Che aria tira in Spagna

Il País dice che si sta entrando «in uno scenario politico completamente inedito»: secondo i sondaggi due nuovi partiti – non solo Podemos – stanno smantellando il bipartitismo

Spain's anti-austerity party Podemos leader Pablo Iglesias looks on prior to delivering a speech, during the closing rally of a political campaign for the municipal elections in Madrid on February 8, 2015. AFP PHOTO / PEDRO ARMESTRE (Photo credit should read PEDRO ARMESTRE/AFP/Getty Images)
Spain's anti-austerity party Podemos leader Pablo Iglesias looks on prior to delivering a speech, during the closing rally of a political campaign for the municipal elections in Madrid on February 8, 2015. AFP PHOTO / PEDRO ARMESTRE (Photo credit should read PEDRO ARMESTRE/AFP/Getty Images)

Il 2015 sarà per la Spagna un anno molto intenso per la politica. Il prossimo 22 marzo si svolgeranno in Andalusia le elezioni regionali; a maggio ci saranno le amministrative e poi, molto probabilmente a novembre, si voterà invece per le elezioni politiche.

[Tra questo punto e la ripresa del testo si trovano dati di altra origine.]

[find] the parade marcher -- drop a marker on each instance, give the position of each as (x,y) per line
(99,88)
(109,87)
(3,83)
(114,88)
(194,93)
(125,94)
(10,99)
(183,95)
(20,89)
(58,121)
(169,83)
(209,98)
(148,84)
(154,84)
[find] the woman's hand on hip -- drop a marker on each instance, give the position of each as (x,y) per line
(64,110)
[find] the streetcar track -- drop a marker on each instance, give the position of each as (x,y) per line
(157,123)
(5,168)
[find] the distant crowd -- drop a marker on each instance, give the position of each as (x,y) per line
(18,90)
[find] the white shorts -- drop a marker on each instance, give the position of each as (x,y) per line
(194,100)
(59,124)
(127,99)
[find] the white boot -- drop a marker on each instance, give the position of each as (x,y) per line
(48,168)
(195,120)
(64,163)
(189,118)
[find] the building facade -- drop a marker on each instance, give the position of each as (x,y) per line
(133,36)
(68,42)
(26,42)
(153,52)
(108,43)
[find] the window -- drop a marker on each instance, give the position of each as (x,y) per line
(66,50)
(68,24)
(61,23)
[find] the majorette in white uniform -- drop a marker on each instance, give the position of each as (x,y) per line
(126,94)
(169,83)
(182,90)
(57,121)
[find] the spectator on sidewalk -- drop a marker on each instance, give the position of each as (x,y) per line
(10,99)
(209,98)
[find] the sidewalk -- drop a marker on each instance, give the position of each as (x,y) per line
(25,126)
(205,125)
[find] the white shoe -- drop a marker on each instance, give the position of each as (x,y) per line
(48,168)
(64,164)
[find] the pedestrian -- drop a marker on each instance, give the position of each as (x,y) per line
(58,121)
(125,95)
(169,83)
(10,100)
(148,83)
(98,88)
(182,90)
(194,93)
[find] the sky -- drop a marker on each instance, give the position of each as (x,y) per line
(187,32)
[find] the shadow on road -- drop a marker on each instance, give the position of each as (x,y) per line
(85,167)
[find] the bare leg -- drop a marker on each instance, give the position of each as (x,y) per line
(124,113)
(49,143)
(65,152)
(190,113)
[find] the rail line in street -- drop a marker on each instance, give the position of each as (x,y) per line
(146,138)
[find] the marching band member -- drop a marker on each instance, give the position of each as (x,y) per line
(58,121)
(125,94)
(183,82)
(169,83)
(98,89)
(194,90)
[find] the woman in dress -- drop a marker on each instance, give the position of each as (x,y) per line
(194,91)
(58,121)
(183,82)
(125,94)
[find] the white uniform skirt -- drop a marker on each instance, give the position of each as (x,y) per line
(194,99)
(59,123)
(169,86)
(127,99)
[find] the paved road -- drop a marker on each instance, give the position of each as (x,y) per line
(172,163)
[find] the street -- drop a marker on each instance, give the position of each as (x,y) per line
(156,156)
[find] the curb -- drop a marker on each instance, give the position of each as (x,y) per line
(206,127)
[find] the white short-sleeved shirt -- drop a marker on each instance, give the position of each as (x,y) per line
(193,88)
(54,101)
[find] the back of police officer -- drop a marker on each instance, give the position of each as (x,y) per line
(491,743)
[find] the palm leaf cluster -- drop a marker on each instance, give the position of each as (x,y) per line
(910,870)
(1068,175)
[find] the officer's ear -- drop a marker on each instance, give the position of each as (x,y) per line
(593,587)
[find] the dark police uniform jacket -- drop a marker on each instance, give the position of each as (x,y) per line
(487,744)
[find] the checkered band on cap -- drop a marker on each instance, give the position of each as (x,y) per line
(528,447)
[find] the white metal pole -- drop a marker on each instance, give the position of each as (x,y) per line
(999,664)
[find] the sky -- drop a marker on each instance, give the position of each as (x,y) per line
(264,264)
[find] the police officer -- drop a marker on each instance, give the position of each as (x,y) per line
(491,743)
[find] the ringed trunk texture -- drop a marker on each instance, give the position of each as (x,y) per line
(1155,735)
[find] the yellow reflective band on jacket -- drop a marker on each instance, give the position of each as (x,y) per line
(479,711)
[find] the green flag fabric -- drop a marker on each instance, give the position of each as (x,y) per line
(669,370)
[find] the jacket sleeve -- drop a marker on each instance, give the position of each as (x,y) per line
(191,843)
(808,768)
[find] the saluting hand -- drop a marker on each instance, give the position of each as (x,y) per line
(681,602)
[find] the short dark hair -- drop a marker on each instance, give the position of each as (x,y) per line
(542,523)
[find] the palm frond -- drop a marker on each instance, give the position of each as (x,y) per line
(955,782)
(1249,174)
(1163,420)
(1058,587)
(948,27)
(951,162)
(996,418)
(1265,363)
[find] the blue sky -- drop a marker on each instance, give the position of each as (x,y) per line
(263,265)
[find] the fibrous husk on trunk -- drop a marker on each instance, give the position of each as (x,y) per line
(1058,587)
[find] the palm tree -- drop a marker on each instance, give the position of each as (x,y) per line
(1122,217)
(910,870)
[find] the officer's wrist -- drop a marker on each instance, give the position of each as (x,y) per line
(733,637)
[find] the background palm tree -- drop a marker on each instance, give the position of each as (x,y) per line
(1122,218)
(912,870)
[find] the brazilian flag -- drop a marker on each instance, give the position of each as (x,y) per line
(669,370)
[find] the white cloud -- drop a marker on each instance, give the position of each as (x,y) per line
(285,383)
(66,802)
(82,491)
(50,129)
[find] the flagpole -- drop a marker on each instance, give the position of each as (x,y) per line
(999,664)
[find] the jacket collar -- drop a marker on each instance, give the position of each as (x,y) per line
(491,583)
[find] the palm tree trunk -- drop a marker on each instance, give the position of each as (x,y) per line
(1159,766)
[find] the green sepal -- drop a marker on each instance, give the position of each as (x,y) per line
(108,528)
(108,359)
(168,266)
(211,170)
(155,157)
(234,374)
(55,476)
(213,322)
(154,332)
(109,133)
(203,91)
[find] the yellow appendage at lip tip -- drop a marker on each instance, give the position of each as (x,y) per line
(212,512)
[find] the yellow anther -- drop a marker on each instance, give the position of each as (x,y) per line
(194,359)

A capo del governo c’è oggi Mariano Rajoy, conservatore, del Partito Popolare in carica dalla fine del 2011. Da diversi mesi i sondaggi e i dibattiti interni raccontano che, chiunque vincerà, alla fine dell’anno si avrà nel paese una situazione comunque ben diversa rispetto a quella del bipartitismo che ha dominato la politica spagnola negli ultimi anni. Nel suo editoriale di ieri, domenica 8 marzo, il quotidiano El País ha scritto che la Spagna si sta avviando «a entrare in uno scenario politico completamente inedito».

Cosa dicono i sondaggi
Secondo l’ultimo sondaggio elettorale pubblicato da El País lunedì 9 marzo e condotto tra il 3 e il 4 marzo dall’istituto Metroscopia, Podemos risulta il primo partito del paese superando il Partito socialista spagnolo e il Partito popolare. Podemos è un partito di sinistra, anche se la definizione di per sé è incompleta (ci arriviamo), non ha nessun parlamentare e non governa da nessuna parte: i dati mostrano però che è al 22,5 per cento, con i socialisti del PSOE al 20,2 e il PP di Rajoy al 18,6. Ciudadanos, formazione guidata da Albert Rivera, giovane catalano che si oppone all’indipendentismo regionale, è al 18,4. Seguono Izquierda Unida al 5,6 e il partito Unione, Progresso e Democrazia (UPyD, nato da una scissione dal PSOE) al 3,6.

spagna voto

Il quotidiano spagnolo scrive che ci sono quattro partiti (due tradizionali, il PP e il PSOE, e due emergenti, Podemos e Ciudadanos) che si contendono circa l’80 per cento dei voti: sono molto vicini tra loro e la distanza tra il quarto e il primo non supera gli otto punti percentuali. Se queste cifre dovessero essere confermate, nessuno raggiungerebbe la maggioranza assoluta e sarebbero necessarie delle alleanze. Questi dati confermano anche che Podemos e Ciudadanos entreranno presto nel panorama politico spagnolo, mettendo fine al bipartitismo di PSOE e PP verso i quali, sempre secondo i dati, c’è un forte scontento. Il 72 per cento degli intervistati ha detto infatti di non approvare la gestione del governo negli ultimi tre anni e l’82 per cento di non aver condiviso nemmeno l’azione del principale partito di opposizione.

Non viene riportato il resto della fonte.